Conflicts in policy
 

Conflicts in policy

As the Clean Water Commission sees it, the corps, along with the Fish and Wildlife Service, has been taking liberties with soil and the river that aren’t allowed to the public.

“We feel that it’s grossly unfair that the government is allowed to do that when the rest of us are not,” Perry said. “Whether it is shoveled in or falls in, it’s not fair.”

The Clean Water Commission has the backing of the Missouri Farm Bureau.

“From our perspective,” said Dan Cassidy, chief administrative officer at the Farm Bureau, “it makes absolutely no sense to have a state sales tax for soil conservation on a state level, and then come federal agencies that decide to put soil in the river.”

Perry said that policy shouldn’t be set “by letting the government do something and say, ‘It’s OK now.’ If there needs to be a policy change, then science needs to be openly presented so all can evaluate.”

Cassidy sees the Jameson Island project as “a grand experiment at the expense of taxpayer dollars.”

Since the September order, work on the Jameson Island site has been halted, even though the corps contends that it has received no binding requirement.

“As of today,” George said in an Oct. 18 interview, “we have no legal reason to stop work, so everything we have done has been voluntary.” The corps doesn’t consider the commission’s cease and desist order to be legally binding, he said.

The Missouri Attorney General’s Office has entered the fray on behalf of the Clean Water Commission, and a long-awaited first meeting with the corps and the Department of Justice was held Oct. 25.

“All that came out of that meeting was that they will meet again,” George said.

While the standoff continues, expenses for the taxpayer-financed chute at Jameson Island continue to climb.

Costs have “obviously gone up,” George said, “because the contractor has had to change their methods and has had to pay a lot of people to sit around doing nothing.”

Politicians are now joining the sediment debate.
“Although I oppose the discharging of sediment into the Missouri River,” Gov.
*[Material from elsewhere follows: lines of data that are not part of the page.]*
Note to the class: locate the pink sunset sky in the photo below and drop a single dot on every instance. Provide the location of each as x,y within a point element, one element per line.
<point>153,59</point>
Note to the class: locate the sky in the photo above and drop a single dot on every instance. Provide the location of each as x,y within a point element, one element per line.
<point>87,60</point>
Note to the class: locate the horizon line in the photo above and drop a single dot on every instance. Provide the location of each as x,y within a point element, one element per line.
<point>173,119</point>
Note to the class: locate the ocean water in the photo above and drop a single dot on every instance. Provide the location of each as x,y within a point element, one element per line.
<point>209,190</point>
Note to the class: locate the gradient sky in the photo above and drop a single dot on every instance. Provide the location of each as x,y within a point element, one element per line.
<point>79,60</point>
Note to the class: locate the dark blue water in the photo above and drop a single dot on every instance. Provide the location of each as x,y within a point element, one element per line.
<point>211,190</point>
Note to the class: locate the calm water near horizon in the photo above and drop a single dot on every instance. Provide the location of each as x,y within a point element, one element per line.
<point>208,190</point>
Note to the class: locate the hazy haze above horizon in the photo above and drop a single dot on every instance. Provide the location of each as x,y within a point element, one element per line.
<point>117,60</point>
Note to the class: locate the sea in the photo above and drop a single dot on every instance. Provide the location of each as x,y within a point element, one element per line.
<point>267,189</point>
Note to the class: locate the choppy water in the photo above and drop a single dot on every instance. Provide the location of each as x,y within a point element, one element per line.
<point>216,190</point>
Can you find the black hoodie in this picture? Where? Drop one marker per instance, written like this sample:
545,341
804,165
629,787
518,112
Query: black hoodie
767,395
Matt Blunt wrote in an Oct. 22 news release, “I believe the Missouri River Mitigation Project has merit as a whole.”
Jacobson weighed in on the quandary, asking “Is that risk (of adding nutrients to the river) worthwhile, given that it’s instrumental in constructing the habitat?”
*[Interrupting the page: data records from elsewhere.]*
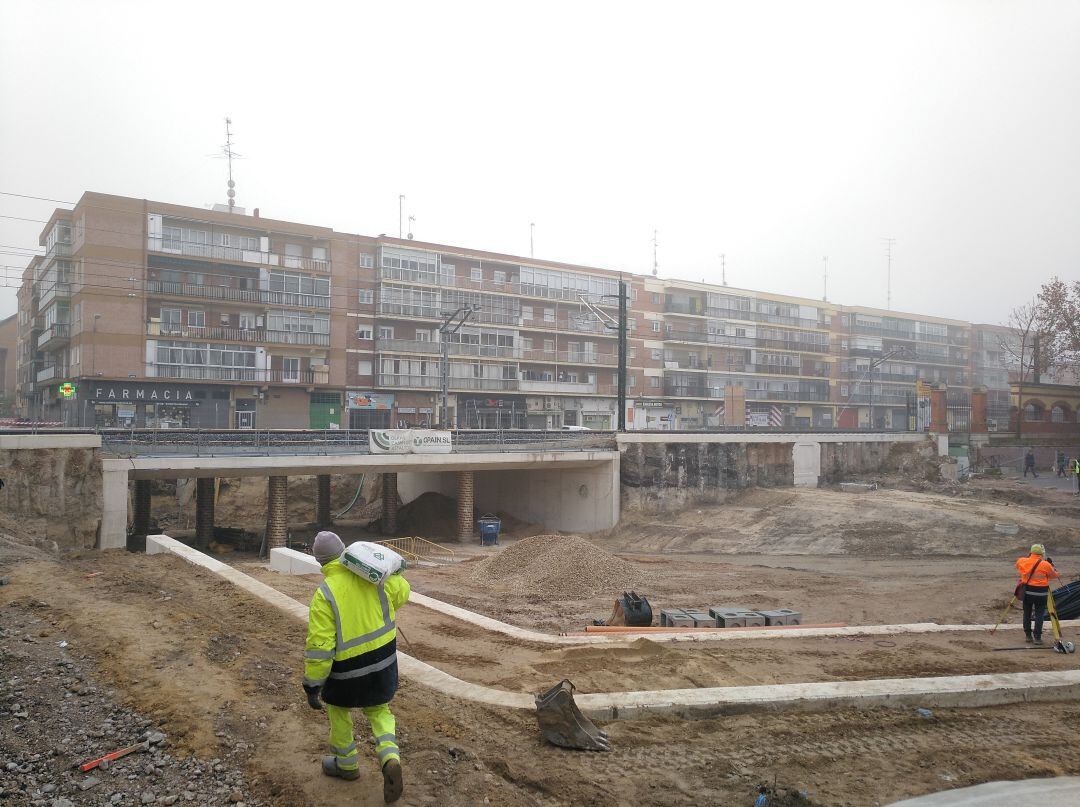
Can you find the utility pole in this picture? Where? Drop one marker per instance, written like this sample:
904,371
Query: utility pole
450,325
888,282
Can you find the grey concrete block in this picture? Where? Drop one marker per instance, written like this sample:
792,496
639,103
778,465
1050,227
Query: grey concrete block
782,616
701,618
675,618
733,616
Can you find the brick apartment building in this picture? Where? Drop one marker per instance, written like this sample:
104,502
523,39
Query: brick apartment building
147,313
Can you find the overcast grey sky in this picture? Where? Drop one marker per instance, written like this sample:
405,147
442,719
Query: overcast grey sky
774,133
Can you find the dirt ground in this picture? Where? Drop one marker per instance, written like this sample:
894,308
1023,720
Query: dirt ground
212,666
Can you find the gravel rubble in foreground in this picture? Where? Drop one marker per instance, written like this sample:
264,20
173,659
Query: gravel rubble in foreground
54,716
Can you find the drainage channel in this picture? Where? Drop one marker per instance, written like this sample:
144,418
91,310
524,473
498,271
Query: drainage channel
943,691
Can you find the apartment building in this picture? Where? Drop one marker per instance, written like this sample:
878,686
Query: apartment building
148,313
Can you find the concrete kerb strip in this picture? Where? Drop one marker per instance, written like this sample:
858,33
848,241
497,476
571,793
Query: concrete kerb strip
291,562
956,690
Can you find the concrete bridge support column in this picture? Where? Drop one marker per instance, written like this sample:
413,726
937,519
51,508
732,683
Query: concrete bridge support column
277,511
136,541
323,519
204,512
390,502
466,498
A resolution will require an agreement on both the ends and means to balancing the river’s sediment and nutrient budgets. If one conclusion can be drawn from this muddied debate, it’s that there is no absolute authority for the river’s ecological economy. But like the shifting underwater dunes, answers should eventually surface downstream.

return to beginning

 

   
 

 

The players

Alex Tribou | Missouri River habitat projects, overseen by the U.S. Army Corps of Engineers, have been put on hold. Objections, raised by the Missouri Department of Natural Resources’ Clean Water Commission and others, point to too much excavated dirt set to enter the river. Sediment, under state and federal water quality laws qualifies as a pollutant, but according to scientists, it is in short supply riverwide.

U.S. GEOLOGICAL SURVEY
A scientific agency that provides research, aiming to better understand the natural world.
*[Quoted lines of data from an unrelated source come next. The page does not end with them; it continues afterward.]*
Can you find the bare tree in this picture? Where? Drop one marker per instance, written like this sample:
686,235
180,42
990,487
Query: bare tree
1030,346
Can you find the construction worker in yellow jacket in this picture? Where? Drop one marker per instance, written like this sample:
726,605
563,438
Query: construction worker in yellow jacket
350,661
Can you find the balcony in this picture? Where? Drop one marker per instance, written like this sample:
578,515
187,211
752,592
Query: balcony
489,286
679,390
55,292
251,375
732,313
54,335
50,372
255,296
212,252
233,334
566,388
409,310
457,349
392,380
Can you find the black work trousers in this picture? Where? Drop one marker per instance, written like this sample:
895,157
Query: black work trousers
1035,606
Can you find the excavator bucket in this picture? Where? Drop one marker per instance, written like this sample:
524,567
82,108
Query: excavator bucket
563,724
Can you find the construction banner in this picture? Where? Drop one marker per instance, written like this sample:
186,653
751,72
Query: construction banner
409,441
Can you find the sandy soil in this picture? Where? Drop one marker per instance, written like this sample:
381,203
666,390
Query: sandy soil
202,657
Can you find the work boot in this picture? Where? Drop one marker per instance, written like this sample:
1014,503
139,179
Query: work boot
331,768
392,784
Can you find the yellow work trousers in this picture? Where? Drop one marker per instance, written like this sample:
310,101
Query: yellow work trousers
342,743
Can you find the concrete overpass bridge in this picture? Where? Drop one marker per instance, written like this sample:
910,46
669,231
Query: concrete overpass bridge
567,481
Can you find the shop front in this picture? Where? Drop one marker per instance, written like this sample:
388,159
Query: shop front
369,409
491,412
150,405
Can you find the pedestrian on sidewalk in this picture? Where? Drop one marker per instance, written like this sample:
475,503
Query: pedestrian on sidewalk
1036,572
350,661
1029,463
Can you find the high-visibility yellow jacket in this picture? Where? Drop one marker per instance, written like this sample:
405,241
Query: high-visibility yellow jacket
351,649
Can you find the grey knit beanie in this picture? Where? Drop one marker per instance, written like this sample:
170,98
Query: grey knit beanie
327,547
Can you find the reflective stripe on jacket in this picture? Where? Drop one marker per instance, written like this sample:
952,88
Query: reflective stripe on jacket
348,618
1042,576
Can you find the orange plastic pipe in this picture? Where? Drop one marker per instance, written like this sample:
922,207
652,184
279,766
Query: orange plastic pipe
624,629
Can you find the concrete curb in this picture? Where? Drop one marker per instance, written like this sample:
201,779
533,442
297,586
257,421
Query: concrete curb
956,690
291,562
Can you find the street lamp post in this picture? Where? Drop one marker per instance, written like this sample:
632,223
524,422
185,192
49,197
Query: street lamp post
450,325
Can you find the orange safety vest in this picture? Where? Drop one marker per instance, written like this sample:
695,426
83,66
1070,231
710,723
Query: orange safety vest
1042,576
U.S. FISH & WILDLIFE SERVICE
A national conservation agency, focused on improving habitat. In Missouri, it manages the Big Muddy National Fish and Wildlife Refuge among other projects.

EPA
A federal agency, created in 1970, dedicated to improving human health and the environment through research, education and policy.

U.S. ARMY CORPS OF ENGINEERS
A primarily civilian agency charged with civil works projects such as flood control and disaster response as well as military facilities.

CLEAN WATER COMMISSION/DNR
A citizen-board-run body that operates through the Department of Natural Resources. It oversees water quality permits and enforcement.